A search was made for Golden Pheasant but was unsuccessful although we did note the distant EURASIAN SPOONBILL as it roosted on Green Island, Samson.

It was then time for our last cuppa of the week in the Abbey Gardens where several GREY WAGTAILS flew over and RED SQUIRRELS, BROWN RATS and lots of HOUSE SPARROWS got our attention.

We then strolled slowly down to the quay to wait for the boat. A first-winter MEDITERRANEAN GULL flew past and a MERLIN was seen very distantly over St. Mary’s.

The journey back was pretty good and we disembarked in good time and wandered back to our base where it was good to put our feet up after a lovely day.

Our evening meal was spent in a nearby hotel with a delightful three course meal, which was fantastic and we all headed back very content!

Saturday 14th October 2017
Breakfast was at the usual time and we spent some time doing a final bit of packing before leaving our cases ready for collection.

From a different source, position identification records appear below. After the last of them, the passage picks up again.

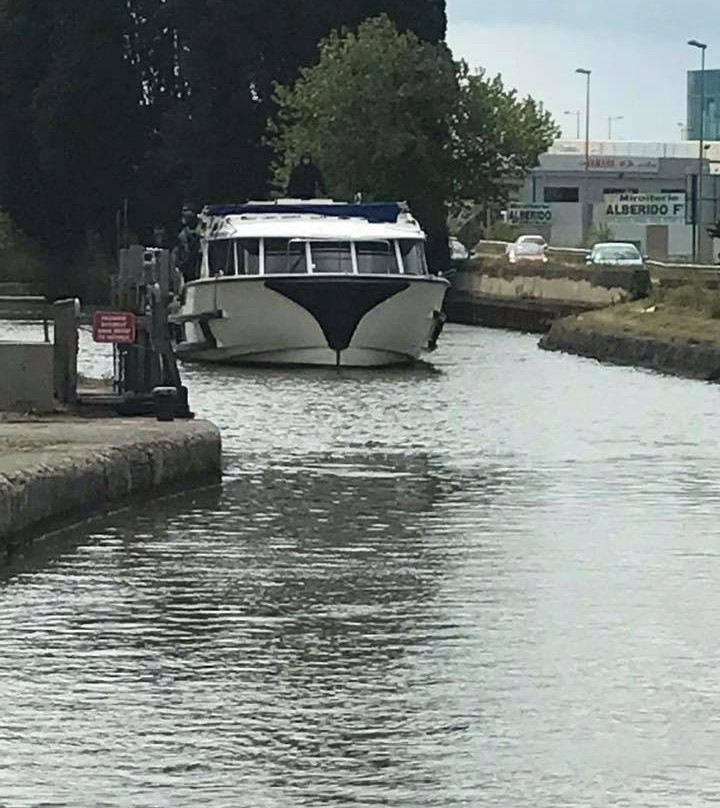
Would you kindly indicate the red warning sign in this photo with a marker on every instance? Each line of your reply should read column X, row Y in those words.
column 114, row 326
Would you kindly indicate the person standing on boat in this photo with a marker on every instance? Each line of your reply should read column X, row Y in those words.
column 306, row 180
column 188, row 250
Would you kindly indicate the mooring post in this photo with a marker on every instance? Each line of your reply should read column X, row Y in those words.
column 66, row 317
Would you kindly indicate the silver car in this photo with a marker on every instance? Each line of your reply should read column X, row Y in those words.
column 615, row 253
column 527, row 248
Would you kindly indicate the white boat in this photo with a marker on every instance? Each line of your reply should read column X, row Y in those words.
column 311, row 283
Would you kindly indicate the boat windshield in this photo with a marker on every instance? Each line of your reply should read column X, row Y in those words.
column 283, row 256
column 376, row 258
column 331, row 256
column 413, row 255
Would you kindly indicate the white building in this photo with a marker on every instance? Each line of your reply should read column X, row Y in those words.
column 639, row 192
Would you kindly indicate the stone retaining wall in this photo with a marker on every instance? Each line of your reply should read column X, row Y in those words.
column 66, row 469
column 680, row 357
column 531, row 296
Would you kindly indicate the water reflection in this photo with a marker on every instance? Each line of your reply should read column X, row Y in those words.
column 489, row 586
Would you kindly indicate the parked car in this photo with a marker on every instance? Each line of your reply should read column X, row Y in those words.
column 527, row 248
column 615, row 253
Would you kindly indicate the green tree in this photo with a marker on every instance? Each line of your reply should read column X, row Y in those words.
column 376, row 111
column 69, row 131
column 393, row 117
column 496, row 137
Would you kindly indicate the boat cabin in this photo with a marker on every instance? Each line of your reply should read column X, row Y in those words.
column 310, row 238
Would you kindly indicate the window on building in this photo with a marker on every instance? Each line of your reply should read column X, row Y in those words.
column 562, row 194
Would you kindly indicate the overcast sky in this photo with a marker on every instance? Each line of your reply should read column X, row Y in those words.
column 635, row 48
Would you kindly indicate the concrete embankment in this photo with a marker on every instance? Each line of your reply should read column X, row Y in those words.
column 667, row 340
column 491, row 292
column 62, row 469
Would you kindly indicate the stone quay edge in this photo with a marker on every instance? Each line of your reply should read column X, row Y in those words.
column 63, row 469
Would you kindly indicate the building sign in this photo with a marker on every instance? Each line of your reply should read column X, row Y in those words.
column 600, row 164
column 645, row 208
column 530, row 213
column 114, row 326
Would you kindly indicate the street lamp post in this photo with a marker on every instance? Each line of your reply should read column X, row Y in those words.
column 577, row 114
column 585, row 209
column 698, row 217
column 611, row 120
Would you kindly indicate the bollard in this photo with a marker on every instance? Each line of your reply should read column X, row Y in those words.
column 164, row 400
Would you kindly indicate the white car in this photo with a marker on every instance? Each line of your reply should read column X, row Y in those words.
column 615, row 253
column 527, row 248
column 458, row 251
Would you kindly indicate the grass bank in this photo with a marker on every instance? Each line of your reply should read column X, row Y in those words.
column 675, row 332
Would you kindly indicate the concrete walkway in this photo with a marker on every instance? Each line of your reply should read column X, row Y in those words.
column 65, row 467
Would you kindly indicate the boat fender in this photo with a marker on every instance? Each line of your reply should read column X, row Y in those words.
column 439, row 320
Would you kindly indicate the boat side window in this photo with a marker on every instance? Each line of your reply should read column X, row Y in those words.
column 248, row 256
column 413, row 254
column 285, row 256
column 331, row 256
column 376, row 258
column 276, row 256
column 296, row 262
column 221, row 257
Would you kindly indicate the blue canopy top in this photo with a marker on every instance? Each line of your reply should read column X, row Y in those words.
column 376, row 212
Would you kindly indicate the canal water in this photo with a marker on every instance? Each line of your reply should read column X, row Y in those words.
column 493, row 581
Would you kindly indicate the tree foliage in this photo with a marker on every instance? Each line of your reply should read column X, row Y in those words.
column 390, row 116
column 375, row 111
column 496, row 136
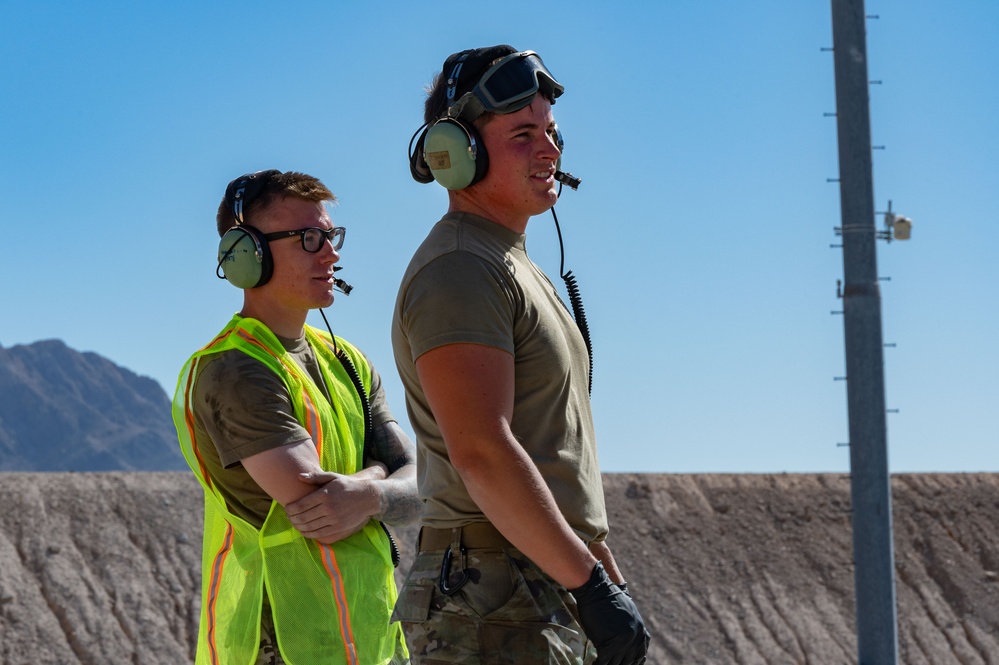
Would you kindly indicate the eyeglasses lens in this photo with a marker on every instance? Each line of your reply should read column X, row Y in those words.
column 313, row 239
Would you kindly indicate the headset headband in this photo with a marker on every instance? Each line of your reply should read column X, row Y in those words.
column 243, row 190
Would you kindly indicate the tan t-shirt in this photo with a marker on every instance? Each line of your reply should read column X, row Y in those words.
column 242, row 408
column 471, row 281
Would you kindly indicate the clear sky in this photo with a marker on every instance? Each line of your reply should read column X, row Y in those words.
column 700, row 236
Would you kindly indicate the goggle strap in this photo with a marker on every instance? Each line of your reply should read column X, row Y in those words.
column 469, row 107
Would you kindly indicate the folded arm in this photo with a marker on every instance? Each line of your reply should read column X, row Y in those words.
column 384, row 490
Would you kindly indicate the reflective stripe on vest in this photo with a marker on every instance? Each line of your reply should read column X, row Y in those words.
column 331, row 603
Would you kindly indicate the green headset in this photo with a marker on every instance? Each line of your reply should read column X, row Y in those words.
column 450, row 149
column 244, row 255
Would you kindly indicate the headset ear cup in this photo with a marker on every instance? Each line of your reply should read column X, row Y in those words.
column 455, row 153
column 418, row 164
column 245, row 257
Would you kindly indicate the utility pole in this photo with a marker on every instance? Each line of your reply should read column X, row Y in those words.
column 870, row 487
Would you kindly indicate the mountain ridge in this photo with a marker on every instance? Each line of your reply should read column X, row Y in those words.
column 65, row 410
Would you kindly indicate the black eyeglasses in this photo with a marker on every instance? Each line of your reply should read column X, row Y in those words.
column 313, row 238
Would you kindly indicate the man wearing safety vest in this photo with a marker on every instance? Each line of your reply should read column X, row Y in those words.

Some of the group headed into town for a spot of shopping whilst the remainder spent time birding Porthcressa Bay. A lone SANDWICH TERN patrolled the bay and on offshore rocks were three first-winter and an adult MEDITERRANEAN GULL. The COMMON REDSTART was relocated in the eastern corner of the bay and could be watched fly-catching off the rocks.

Up at Buzza Tower we had good views over the island and then we headed into town to collect our pre-ordered hot pasties. After lunch we slowly went towards the quay and in the sheltered waters we found another first-winter MEDITERRANEAN GULL plus the two PALE-BELLIED BRANTS.

We set sail on the Scillonian a few minutes early and began our journey back to the mainland. Good numbers of NORTHERN GANNETS were seen during the first leg and over the whole crossing we managed to find five GREAT SKUA, five BALEARIC SHEARWATER, RAZORBILL and singles of NORTHERN FULMAR and MANX SHEARWATER.

A pod of around 12 COMMON DOLPHINS came close to the boat and could be seen bow-riding alongside and as we neared Cornwall, we noted HARBOUR PORPOISE.

Our departure from the Scillonian was reasonably brisk and efficient enabling us to pick up our bags without too much of a wait. We said our goodbyes to the rest of the group after what had been a very successful tour with some brilliant birding, fantastic food and lovely company!